Still, it was apparent how, by this point, they were all already heading in different directions. Ringo was doing movies, George was quitting to explore his individual creativity, John was throwing himself into a partnership with Yoko, and Paul was evolving from a bassist to a piano troubadour. The tensions were quite evident, especially with Paul’s “one more take” perfectionism, which was a fantastic note (pun intended) on which to end the film.
Although they each went on to have successful solo careers, their real magic was as a group and, indeed, it was magical to watch them build on each other’s ideas to create songs in which the whole was greater than the sum of their individual contributions.

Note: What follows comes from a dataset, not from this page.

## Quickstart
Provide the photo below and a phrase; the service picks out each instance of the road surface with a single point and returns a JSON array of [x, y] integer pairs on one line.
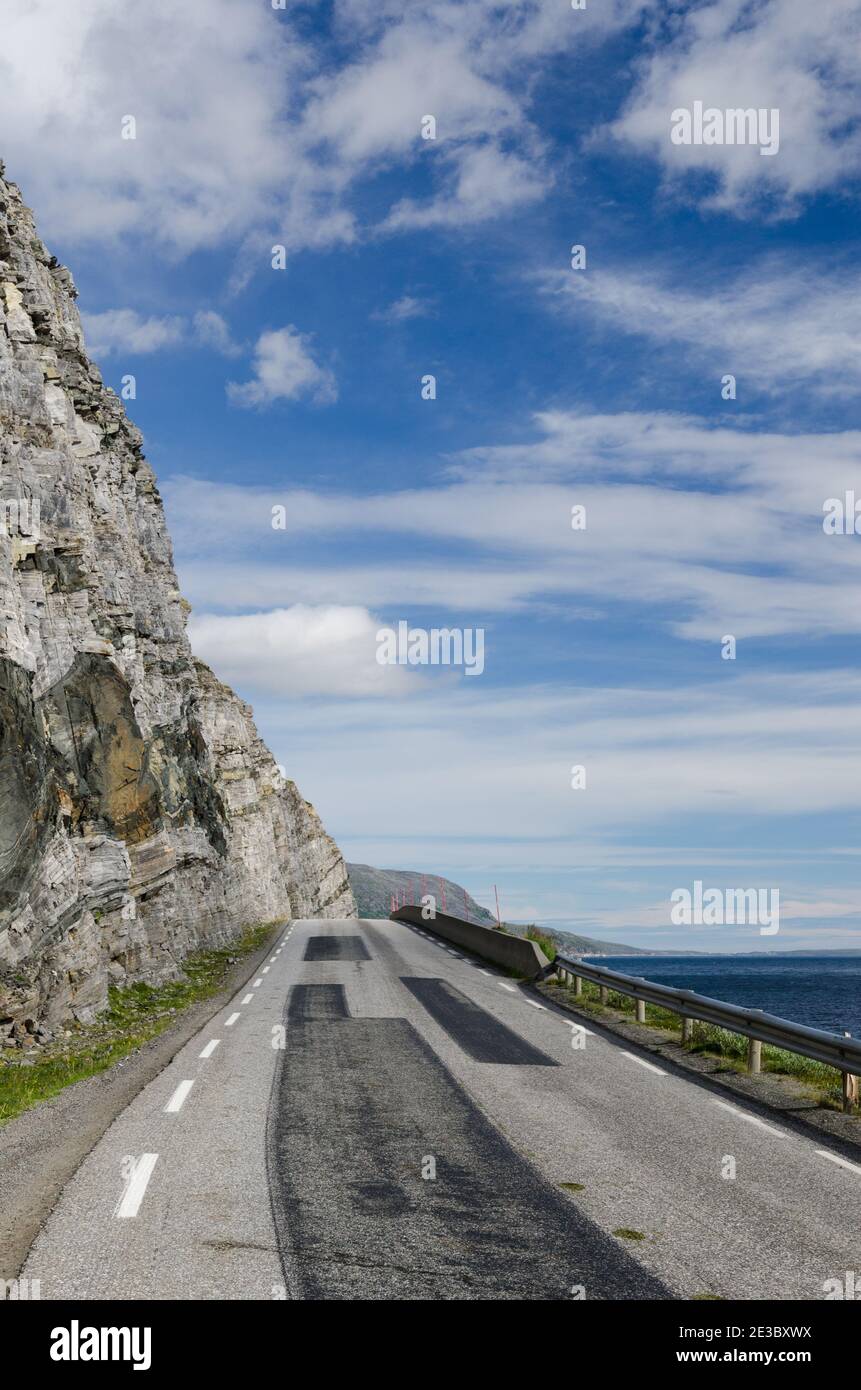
[[379, 1116]]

Here the addition of Billy Preston seemed catalytic in unlocking their group dynamic, as if his presence collimated their previously incoherent energy. This effect had been observed previously when Eric Clapton joined the recording of While My Guitar Gently Weeps so it would seem that, by this point, the Beatles needed this sort of kick in the pants to focus. The music was truly in Billy too and it was a joy to watch him riff.
The other major catalyst seems to have been the forcing function of the concert. With their backs against the wall, they really seemed to gel in the days leading up to the rooftop concert (And, by the way, the movie catching the epiphanic moment of Paul considering the rooftop as a venue for the first time was sublime.) such that they only needed one further day of recording to complete the album. What can you say – the Beatles were gamers. It was incredible to watch what began as aimless chaos take form, focus, and substance into an iconic performance and album – all the more so because they built so much momentum that they were back in the studio three months later to record yet another album!
A few other observations:
- So. Much. Smoking! I don’t think there was a single shot without at least one cigarette or cigar butt. It’s amazing they could still nail their vocal harmonies.
- The Beatles looked . . . old. They were in their mid-20s with crow’s feet, pasty skin, and bags under their eyes. Their meteoric rise had clearly taken its toll – also see previous note.
- John seemed high much of the time, with unfocused eyes and zany antics – or maybe that’s just how he was?
- Yoko was a ghost – always there, never interfering, just kind of hanging around (and occasionally wailing or dancing with John).
They say you don’t want to see how the sausage is made but this labor of love from Peter Jackson and team shows sausage making at its finest. At more than 8 hours in length, there is a high temporal cost to watch Get Back but, to me, it was more than worth it. Let It Be isn’t one of my favorite Beatles albums but the opportunity to be a fly on the wall while arguably the greatest band of all time does its thing is truly priceless.